You should also never send money or share details if you get a message telling you that you are a “lucky winner” and in order to receive your prize, you will need to pay a fee. This is almost certainly a scam, and any check you receive will be fake.
So, what does a fake check look like?
Real check vs. fake check
There are several physical signs you should look for if you suspect your check is fake:
Bank address. If there isn’t one, or it’s incomplete, you can check the correct details online or by phone.
Numbers don’t match. The check number in the upper right-hand corner must match the number on the MICR line.
The MICR (Magnetic Ink Character Recognition) line. This is at the bottom of a check and should be matte, if these figures appear shiny then they haven’t been printed in magnetic ink.
Fake or unclear bank logos.

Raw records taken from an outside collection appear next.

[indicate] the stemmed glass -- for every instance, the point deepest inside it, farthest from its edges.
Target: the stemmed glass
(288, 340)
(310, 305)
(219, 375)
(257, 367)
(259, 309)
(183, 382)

If you don’t recognize or cannot see a bank logo, it may be fake.
Has it been ripped from a checkbook? Most authentic checks have an edge that is rougher than the other three, as proof that it’s been ripped from a checkbook. If a check is entirely smooth, it might be a fake print.
Signature authenticity. Can you see proof of pen pressure or does it appear grainy? It may be a fake scan.
Paper weight. Sometimes you can feel whether a check is trustworthy or not, simply because it’s been printed on cheaper, lighter paper.
How do banks verify checks?
Banks can verify checks by checking the funds of the account it was sent from. It’s worth noting that a bank will not verify your check before it processes it, meaning you may face fees for trying to cash a bad check. The bank checks if there are funds in the account, and if not, the check bounces. If you are suspected of knowingly cashing bad checks, you may face legal repercussions.